Significantly, with the exception of the AAV1 ADK1 MAbs, which cross-react with closely related AAV6 (52), MAb 3C5 (against AAV5), which is weakly cross-reactive with AAV1 (65), and MAb A20, which cross-reacts with AAV3 (42), the AAV MAbs display mostly serotype-specific reactivity yet bind to equivalent capsid regions. In addition, the MAbs binding to similar sites abrogate different cellular functions for different serotypes, for example, receptor attachment for C37-B against AAV2 and an event that occurs after cellular/prenuclear entry for ADK8 against AAV8. These observations indicate that while commonalities in the antigenic structure of the AAVs exist, the capsid functions inhibited are serotype specific. This may be a reflection of serotype-specific interactions that differ between their multifunctional capsids.

The two common antigenic regions described for the AAVs are reminiscent of the two dominant epitopes proposed to occur on the surface of canine parvovirus (CPV) and feline panleukopenia virus (FPV), pathogenic members of the family Parvoviridae infecting dogs and cats, respectively. For these two viruses, mutagenesis, cell-based assays, and cryo-reconstruction for nine capsid-Fab fragment complexes defined two regions, the mounds at the 3-fold axis (site A) and the 2/5-fold wall (site B) (Fig. 8B, D, and F), as being antigenically dominant (81–85). These regions also play a role in host range evolution and receptor attachment. Significantly, the binding sites for different MAbs against other pathogenic autonomous parvoviruses, including Aleutian mink disease parvovirus (ADV), human parvovirus B19, and minute virus of mice (MVM), determined either by mutagenesis or cryo-reconstruction, also localize to these two capsid regions (86–89). The capsid sequences of the AAVs and these pathogenic parvovirus family members are highly divergent. For example, AAV1 shares only 20, 29, 20, 20, and 21% sequence identity, respectively, with ADV, B19, CPV, FPV, and MVM. Yet the above observations highlight a commonality in antigenic structure. The VP structures of these viruses share high similarity in topology, with 62, 50, 60, 67, and 71%, respectively, of their VP Cα positions superposable with the AAV1 VP Cα positions. The capsid surfaces of these viruses also have features in common, including depressions at the 2-fold axis and surrounding a cylindrical channel at the 5-fold axis. A difference is observed at the 2-/5-fold wall and the 3-fold axis. The AAVs, ADV, and B19 have three separate protrusions surrounding the 3-fold axis, while CPV, FPV, and MVM have a single protrusion (24, 25). As was previously stated for the AAVs, the amino acids located at the 2-/5-fold wall and the 3-fold axis are also the most divergent among these viruses. Thus, the observation of similar antigenic “hot spots” on the capsid surfaces of the AAVs and the pathogenic viruses implies that the driving force for antigenic reactivity to members of the family Parvoviridae is the structural features on the capsid surfaces and not the characteristics of epitope amino acids.

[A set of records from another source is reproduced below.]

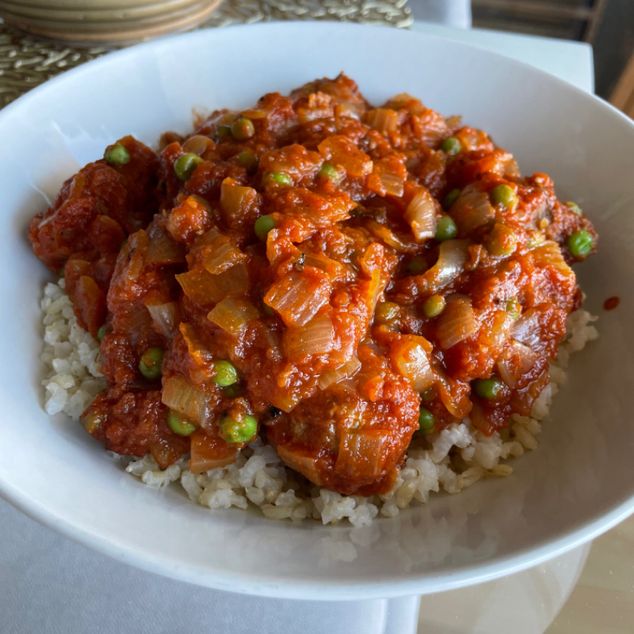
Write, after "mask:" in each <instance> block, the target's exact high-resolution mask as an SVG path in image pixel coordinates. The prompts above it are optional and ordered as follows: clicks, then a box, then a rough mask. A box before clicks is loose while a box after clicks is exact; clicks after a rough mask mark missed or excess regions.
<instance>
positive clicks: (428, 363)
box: [390, 335, 435, 392]
mask: <svg viewBox="0 0 634 634" xmlns="http://www.w3.org/2000/svg"><path fill="white" fill-rule="evenodd" d="M431 351H432V345H431V343H429V341H427V339H425V338H424V337H419V336H417V335H403V336H402V337H400V338H399V339H398V340H397V341H396V342H395V343H394V344H392V346H391V348H390V358H391V359H392V363H393V364H394V366H395V367H396V369H397V370H398V371H399V372H400V373H401V374H402V375H403V376H404V377H405V378H406V379H409V381H410V382H411V384H412V387H413V388H414V389H415V390H416V391H417V392H422V391H424V390H426V389H427V388H428V387H430V386H431V385H432V384H433V383H434V380H435V376H434V371H433V370H432V368H431V364H430V362H429V355H430V354H431Z"/></svg>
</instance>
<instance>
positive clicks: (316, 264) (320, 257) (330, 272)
mask: <svg viewBox="0 0 634 634" xmlns="http://www.w3.org/2000/svg"><path fill="white" fill-rule="evenodd" d="M304 266H312V267H314V268H316V269H321V270H322V271H324V273H326V274H327V275H328V277H329V278H330V279H331V281H333V282H338V281H340V280H345V279H347V278H348V277H349V276H350V275H351V273H352V271H351V270H350V269H349V268H348V267H347V266H346V265H345V264H342V263H341V262H338V261H337V260H333V259H332V258H329V257H328V256H326V255H324V254H323V253H304Z"/></svg>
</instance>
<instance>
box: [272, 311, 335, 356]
mask: <svg viewBox="0 0 634 634" xmlns="http://www.w3.org/2000/svg"><path fill="white" fill-rule="evenodd" d="M283 343H284V352H285V353H286V356H287V357H288V358H289V359H298V360H299V359H304V358H305V357H307V356H310V355H320V354H327V353H328V352H330V351H331V350H332V349H333V348H334V347H335V329H334V327H333V325H332V319H330V315H328V314H324V315H318V316H317V317H314V318H313V319H311V320H310V321H309V322H308V323H307V324H306V325H305V326H302V327H299V328H288V329H287V330H286V331H285V332H284V340H283Z"/></svg>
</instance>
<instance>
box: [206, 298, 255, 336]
mask: <svg viewBox="0 0 634 634" xmlns="http://www.w3.org/2000/svg"><path fill="white" fill-rule="evenodd" d="M259 316H260V313H259V311H258V309H257V308H256V307H255V306H254V305H253V304H252V303H251V302H250V301H249V300H248V299H245V298H243V297H225V299H223V300H222V301H221V302H219V303H218V304H216V305H215V306H214V308H213V309H212V310H211V311H210V312H209V314H208V315H207V319H209V321H211V322H213V323H214V324H216V326H218V327H219V328H222V329H223V330H224V331H225V332H228V333H229V334H230V335H233V336H234V337H239V336H240V335H241V334H242V331H243V330H244V329H245V328H246V326H247V324H248V323H249V322H250V321H251V320H252V319H257V318H258V317H259Z"/></svg>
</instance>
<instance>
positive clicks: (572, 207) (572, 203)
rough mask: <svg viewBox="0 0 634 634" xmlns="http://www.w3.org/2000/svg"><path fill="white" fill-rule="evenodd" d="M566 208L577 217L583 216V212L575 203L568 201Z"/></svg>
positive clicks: (579, 207) (576, 203)
mask: <svg viewBox="0 0 634 634" xmlns="http://www.w3.org/2000/svg"><path fill="white" fill-rule="evenodd" d="M566 207H568V209H570V211H572V213H573V214H577V216H583V211H582V210H581V207H579V205H577V203H576V202H573V201H572V200H569V201H568V202H567V203H566Z"/></svg>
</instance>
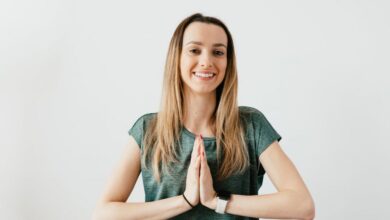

In summary, the available epitope information for different AAV serotypes has begun to delineate the boundary of their common antigenic structure. Capsid residues controlling receptor attachment and transduction efficiency are also known for several AAV serotypes (90–92). In the four antigenic structures reported, several of the predicted epitope and occluded residues (Table 1) are close to or overlap residues controlling these functions. This is consistent with the ability of these MAbs to neutralize infection. Thus, a combination of information on AAV antigenic structures and functional regions can help create a platform for the rational engineering of second-generation rAAV vectors designed to evade the preexisting immune response directed against the capsid while retaining required infectious functions.